The story begins about 35 Easters ago with a pathologist at the Royal Perth Hospital in Australia, Robert Warren. The doctor observed that of all the biopsies he obtained from patients with ulcers and stomach cancers, about half of them simultaneously carried a corkscrew-shaped bacterium later termed Helicobacter pylori.

It wasn’t long before Warren began collaborating in the early 1980s with Barry Marshall, an eager young scientist  in mid-training for internal medicine, in an attempt to grow H. pylori for the purpose of studying it further. To begin, the duo had trouble replicating the bacterium which they were trying to cultivate in the agar dishes customarily used for growing Campylobacter, a bacterium responsible for causing food poisoning in human beings. After about two days of zero growth, Warren and Marshall tossed the dishes in trash bins in the lab.

“Anything that didn’t grow in two days didn’t exist. But Heliobacter is slow-growing, we discovered,”

reported Marshall to Discover magazine in 2010. It was the Easter holiday that kept the researchers out of the laboratory for the following four days, only to return to find colonies of H. pylori growing in the lab.

Having an ulcer has been stereotyped as being the result of an unhealthy, overly-stressful lifestyle marked also by bingeing on too much spicy food. That perception has lingered as current thought. However, thanks to Warren and Marshall who were once scoffed at for their contrasting notion, the perception has gradually grown into a medical myth. The doctors were able to support their theory that ulcers are actually caused by infection with succeeding experiments such as one that entailed Marshall infecting himself with H. pylori by drinking a consomme made with the bacteria  which caused him to come down with gastritis. Via further experiments, the doctors were also able to prove the correlation between the bacterial infection with some stomach cancers. Flash forward to current times, and scientific journals and academic papers galore have been published on H. pylori. 
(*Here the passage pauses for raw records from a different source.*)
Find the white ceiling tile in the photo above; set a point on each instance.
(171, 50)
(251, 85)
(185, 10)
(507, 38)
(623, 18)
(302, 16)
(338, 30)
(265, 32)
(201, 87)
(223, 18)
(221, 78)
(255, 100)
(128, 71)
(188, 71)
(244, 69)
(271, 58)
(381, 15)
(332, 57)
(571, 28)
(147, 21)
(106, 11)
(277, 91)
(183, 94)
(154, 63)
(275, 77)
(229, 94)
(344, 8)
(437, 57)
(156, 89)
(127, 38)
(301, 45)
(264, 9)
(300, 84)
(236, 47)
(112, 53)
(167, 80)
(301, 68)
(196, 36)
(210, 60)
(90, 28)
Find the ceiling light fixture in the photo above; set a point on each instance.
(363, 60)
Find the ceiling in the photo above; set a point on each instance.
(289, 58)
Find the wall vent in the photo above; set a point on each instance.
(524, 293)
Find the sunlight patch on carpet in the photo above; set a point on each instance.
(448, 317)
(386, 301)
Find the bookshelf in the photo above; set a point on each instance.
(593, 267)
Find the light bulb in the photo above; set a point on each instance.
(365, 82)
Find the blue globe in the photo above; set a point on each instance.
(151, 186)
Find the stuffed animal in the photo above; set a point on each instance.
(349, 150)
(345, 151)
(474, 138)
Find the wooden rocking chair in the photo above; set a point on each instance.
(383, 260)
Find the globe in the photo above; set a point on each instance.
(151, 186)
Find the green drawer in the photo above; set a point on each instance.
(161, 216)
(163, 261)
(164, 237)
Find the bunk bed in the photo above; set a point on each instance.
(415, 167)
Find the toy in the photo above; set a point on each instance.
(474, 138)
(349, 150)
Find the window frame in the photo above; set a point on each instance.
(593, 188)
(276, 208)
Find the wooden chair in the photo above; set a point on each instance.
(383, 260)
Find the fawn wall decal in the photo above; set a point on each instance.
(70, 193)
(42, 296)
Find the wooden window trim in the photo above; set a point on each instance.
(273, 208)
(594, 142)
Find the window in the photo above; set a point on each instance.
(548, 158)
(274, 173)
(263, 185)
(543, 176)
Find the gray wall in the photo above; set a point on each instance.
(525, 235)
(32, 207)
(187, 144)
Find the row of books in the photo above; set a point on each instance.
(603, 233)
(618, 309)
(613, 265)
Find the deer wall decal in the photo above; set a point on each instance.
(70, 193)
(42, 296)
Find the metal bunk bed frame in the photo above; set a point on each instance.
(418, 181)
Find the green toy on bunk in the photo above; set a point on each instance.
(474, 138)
By closely examining the bacteria’s assorted strains, scientists have tested their theories about how humans colonized Pacific islands about 30,000 years ago. Recent studies indicate that H. pylori may have actually played a significant role in ridding the elder portion of a population to make way for the young. Traces of the microbe have been unearthed in the gastric tissues of 600-year-old Mexican mummies.

Marshall and Warren won the 2005 Nobel Prize in physiology or medicine because of their discoveries, and nowadays peptic ulcers can be treated with short courses of antibiotics or over-the-counter acid-relieving medications.